Remembering one passionate Entomologist
by Lauren Young April 24, 2023
“Numbers are kind of an unnatural thing,” he said. “I can’t even remember the numbers. I have to look at my notebook and see how I evaluated it, whereas the descriptions are much more graphic. I think they’re just a much better way of communicating and conveying the essence of what the numbers are really trying to tell you.”
Schmidt’s unique way of bringing science to a wider public will be long remembered.
He began collecting data for the pain index in 1973 after digging up sandy colonies of harvester ants in Georgia with a research colleague, Debbie, who would eventually become his wife. They were both stung, and Debbie described the episode as a “deep ripping and tearing pain, as if someone were reaching below the skin and ripping muscles and tendons; except the ripping continued with each crescendo of pain.”
“I realized [the harvester ant stings] were dramatically different from honey bees, wasps, and hornets. They are like day and night different,” said Schmidt.
He began to study the medical implications and biochemistry of the venom—the toxic compounds causing stings to often be much more painful than insect bites. Schmidt found that there was a difference in chemistry when the pain and skin reaction varied after a sting and set out to obtain a larger survey.
Collecting data on stings became Schmidt’s side project. While most people would flee, Schmidt went out of his way to get to stinging insects. He’d climbed up a tree to collect an entire nest of black Parachartergus fraternus wasps and convinced a bus filled with scientists to pull over to a bull ant colony in South Australia. He self-assessed the sting of any Hymenoptera he came across when out in the field conducting larger studies on velvet ants or sweat bees. To bring live specimens back to the lab to study their venom, he often used his bare hands to grab fistfuls of the insect and stuffs them into vials. If he didn’t get stung during that process, he’d apply one to his arm to be stung once or twice. He didn’t carry a first aid kit or ointments to prepare for a sting, only lugging ice in a chest to keep the specimens alive and a cellphone in case there was a dire emergency.
“I don’t put on suits of armor or get myself all psyched,” he said. “When I go to the doctor’s office, if I know I’m going to get an injection, it hurts a whole lot more the more I know I’m going to get a big, fat needle stuck in me. It’s very much the same way with stinging insects.”
He determined the stinging score by two components: the actual physiological harm and what he called the “ouch factor.” While a universal definition of pain does not exist, Schmidt believed that everyone recognizes that pain comes in a variety of flavors. “Pain truth comes in two flavors, imagined and realized. With stings, our imagination is vivid and strong, even if the sting pain is not realized,” Schmidt explained in the book. He advised that if you are stung by an insect that he rates a four, that you should stop what you’re doing and seek medical aid. “They just shut you down.
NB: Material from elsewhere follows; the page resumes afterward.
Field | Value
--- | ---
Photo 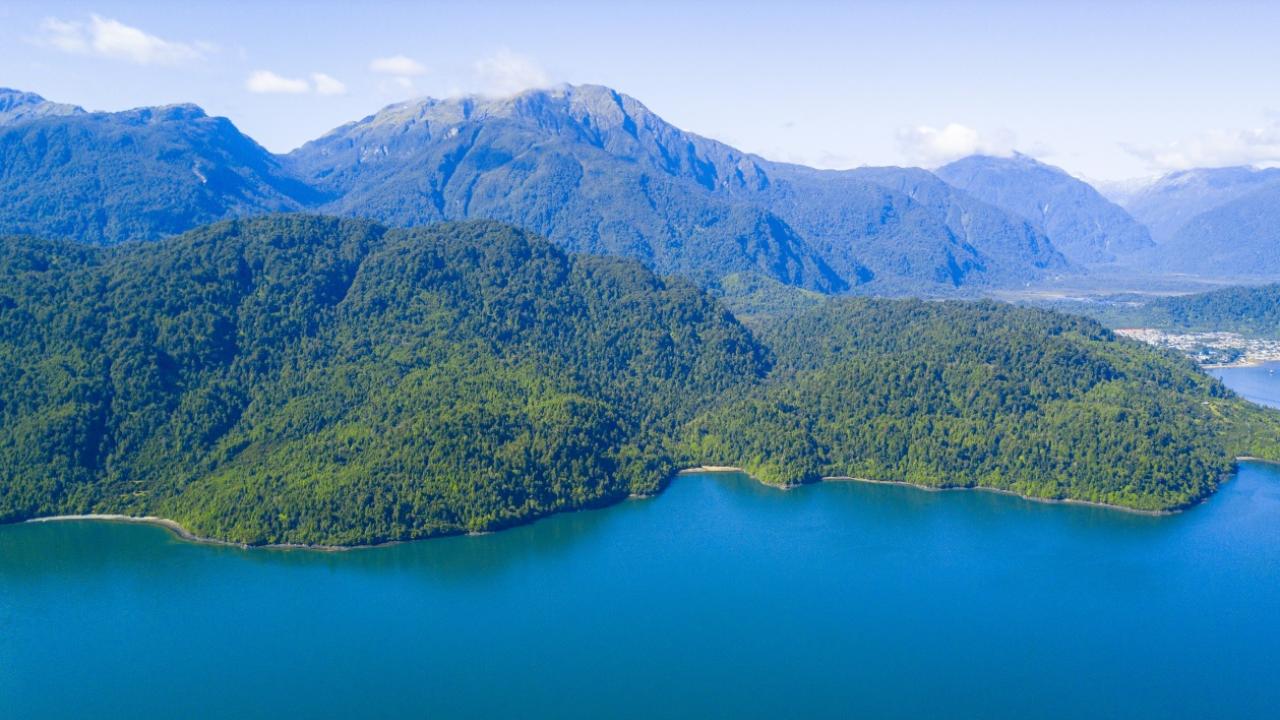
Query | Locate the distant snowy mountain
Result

You can’t function in a normal fashion.”
Schmidt had lost the fear that would surface when he encountered a notoriously nasty stinging insect, but he was not numb to the pain. He once worked on a hive of honey bees and was dressed for the over 100–degree weather in Arizona: a tee shirt and shorts under his bee suit. The honey bees pierced through his thin layer of protection, leaving him with many painfully aching stings. His scores are also similar to the pain evaluations of the few other entomologists who also document sting pain, he said.
What made the Schmidt Pain Index unique was always his elaborate retellings of the stings.
“These descriptions pretty much just hit me,” said Schmidt, who admitted that he was never an “A” student in English. When he sat down to write a sting description, he’d clear his head and think of memories that reminded him of the sting—associating a strike of lighting to the sting of a tarantula hawk and the pain of a messy divorce with the sting of an artistic wasp. He started off describing a few of the stings in this colloquial manner, but realized that it was an effective way to inform people about how much each sting hurt. While the numerical scale is still valuable to entomologists, most people don’t identify with numbers, he explained.
“Numbers are kind of an unnatural thing,” he said. “I can’t even remember the numbers. I have to look at my notebook and see how I evaluated it, whereas the descriptions are much more graphic. I think they’re just a much better way of communicating and conveying the essence of what the numbers are really trying to tell you.”
Schmidt’s unique way of bringing science to a wider public will be long remembered.